Александра, Андрея Тургенева, других юношей дружественных, как братья Кайсаровы, Блудов, несла среда, их взрастившая. Кончил учение — сразу в «архивные юноши», Министерство иностранных дел (тогда называлось: Иностранная коллегия). Открытая дорога к власти, почестям, сановничеству. Тетушки, дядюшки опекают по службе, крепостные крестьяне трудятся в поместьях, чтобы гладко шла юная жизнь.

У Жуковского такой гладкости не могло быть. Предстояло решать, чем же зарабатывать. Стихами не проживешь. Переводами для книгопродавца Зеленникова тоже. Он избрал нечто скромное, в скромности своей даже безнадежное: поступил в «Контору соляных дел», на очень маленькую должность канцелярского служащего. Занятие не из трудных, но уж слишком ничтожное. Он находился там под начальством князя Долгорукова, который имел уже о нем представление как о даровитом молодом поэте. Чиновника из него, разумеется, не вышло, служба скользнула бесследно. Позже он заметил о ней кратко: «Я вошел в главную дурацкую Соляную контору городским секретарем в 1800 году, вышел из нее титулярным советником в 1802». Нельзя, однако, сказать, чтобы жизнь его за эти полтора года была пуста. Напротив, как приготовление даже плодотворна. «Ты, кажется, не можешь не быть доволен своей участью, — пишет ему Тургенев, — уединение, независимость, легкая служба… Окружен Греем, Томсоном, Шекспиром, Попе и Руссо! И в сердце — жар поэзии!»
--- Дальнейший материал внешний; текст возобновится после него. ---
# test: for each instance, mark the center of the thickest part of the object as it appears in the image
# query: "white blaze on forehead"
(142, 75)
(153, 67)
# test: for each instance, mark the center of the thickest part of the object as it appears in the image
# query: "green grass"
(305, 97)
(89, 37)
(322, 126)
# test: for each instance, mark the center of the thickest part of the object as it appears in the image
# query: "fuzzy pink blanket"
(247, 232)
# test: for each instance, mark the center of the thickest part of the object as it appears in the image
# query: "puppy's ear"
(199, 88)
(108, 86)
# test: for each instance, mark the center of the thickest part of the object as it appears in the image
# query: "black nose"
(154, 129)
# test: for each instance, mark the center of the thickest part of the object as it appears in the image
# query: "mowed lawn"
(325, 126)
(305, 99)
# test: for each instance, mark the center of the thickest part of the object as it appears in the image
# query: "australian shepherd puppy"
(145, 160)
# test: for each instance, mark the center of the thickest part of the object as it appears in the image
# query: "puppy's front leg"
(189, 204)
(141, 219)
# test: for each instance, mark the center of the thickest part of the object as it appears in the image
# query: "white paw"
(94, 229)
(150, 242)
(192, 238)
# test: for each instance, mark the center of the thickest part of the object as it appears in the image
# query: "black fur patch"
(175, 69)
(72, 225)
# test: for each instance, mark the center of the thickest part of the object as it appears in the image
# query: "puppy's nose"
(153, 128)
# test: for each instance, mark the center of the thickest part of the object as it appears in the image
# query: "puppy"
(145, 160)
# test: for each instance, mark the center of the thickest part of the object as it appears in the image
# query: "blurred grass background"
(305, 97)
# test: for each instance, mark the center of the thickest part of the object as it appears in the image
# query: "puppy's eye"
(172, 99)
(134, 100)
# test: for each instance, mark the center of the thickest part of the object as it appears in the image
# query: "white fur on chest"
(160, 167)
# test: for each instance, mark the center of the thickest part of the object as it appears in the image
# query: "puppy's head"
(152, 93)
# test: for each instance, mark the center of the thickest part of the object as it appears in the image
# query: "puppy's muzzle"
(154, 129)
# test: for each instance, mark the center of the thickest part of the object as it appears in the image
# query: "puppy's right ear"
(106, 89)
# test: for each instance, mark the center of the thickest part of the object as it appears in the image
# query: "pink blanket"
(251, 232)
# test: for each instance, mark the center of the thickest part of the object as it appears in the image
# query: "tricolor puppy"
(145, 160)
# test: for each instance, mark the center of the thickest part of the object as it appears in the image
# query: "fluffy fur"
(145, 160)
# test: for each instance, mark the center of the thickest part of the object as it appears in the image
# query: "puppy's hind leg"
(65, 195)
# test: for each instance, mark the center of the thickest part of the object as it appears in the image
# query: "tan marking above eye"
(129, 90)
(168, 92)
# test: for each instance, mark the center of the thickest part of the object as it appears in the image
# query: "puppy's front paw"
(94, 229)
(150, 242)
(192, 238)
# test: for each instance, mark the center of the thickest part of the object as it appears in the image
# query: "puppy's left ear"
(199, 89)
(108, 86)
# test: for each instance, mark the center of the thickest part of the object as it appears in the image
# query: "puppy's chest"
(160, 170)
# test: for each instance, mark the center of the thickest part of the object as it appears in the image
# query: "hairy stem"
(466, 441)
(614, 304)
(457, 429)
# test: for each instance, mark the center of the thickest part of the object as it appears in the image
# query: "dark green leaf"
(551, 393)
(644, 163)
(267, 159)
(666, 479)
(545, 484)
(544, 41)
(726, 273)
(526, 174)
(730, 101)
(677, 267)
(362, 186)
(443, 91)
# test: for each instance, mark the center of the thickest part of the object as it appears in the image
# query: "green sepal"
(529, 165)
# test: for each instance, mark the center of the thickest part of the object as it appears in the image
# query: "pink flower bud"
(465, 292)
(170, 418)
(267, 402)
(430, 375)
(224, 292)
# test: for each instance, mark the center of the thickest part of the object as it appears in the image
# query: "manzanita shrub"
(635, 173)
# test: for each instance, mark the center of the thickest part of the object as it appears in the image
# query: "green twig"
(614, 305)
Вне канцелярии — под знаком дружбы и литературы прошло это время. В 1800 году основалось в Москве избранною молодежью Дружеское литературное общество. Его столпы — Андрей Тургенев, Мерзляков, Жуковский. В него входят и студенты университетские, и воспитанники Благородного пансиона. Получился целый кружок — кроме главарей — братья Кайсаровы, Родзянко, Журавлев и еще другие, среди них странный и жуткий тип, странным образом затесавшийся к юношам — энтузиастам и сентименталистам: Воейков, циник и насмешник, хромой, некрасивый, ядовитый, чем — то прикидывавшийся, чем — то до времени их юное прекраснодушие обманывавший. На Девичьем поле был у него свой дом, особняк, там летом 1800 и 1801 годов устраивались пирушки сочленов Общества — собрания, их участникам запомнившиеся по — хорошему. О них писал Андрей Тургенев, вспоминая и ветхий дом, и глухой дикий сад, являвшийся убежищем друзей, которых соединит Феб. Там давали они обеты вечной дружбы и любви к родине. Мерзляков говорит о ненастных сентябрьских вечерах, когда скрипели от ветра старые березы, а они

С любезной трубкой и вином

Родные песенки певали

И с бурей голос соглашали.

Все это — в тоне возвышенном. Не просто встречи молодежи, а молодежи к чему — то стремящейся, ищущей в духовном и литературном мире. Для Жуковского это как бы продолжение подготовительных годов, воспитание вкуса, ума, чувств. В этом Дружеском обществе от Андрея Тургенева получает он впервые, вероятно, толчки в сторону германской поэзии, медленно до него доходившей и такую важную роль сыгравшей впоследствии.

Здесь же крепнет культ дружбы — тоже для него сила огромная.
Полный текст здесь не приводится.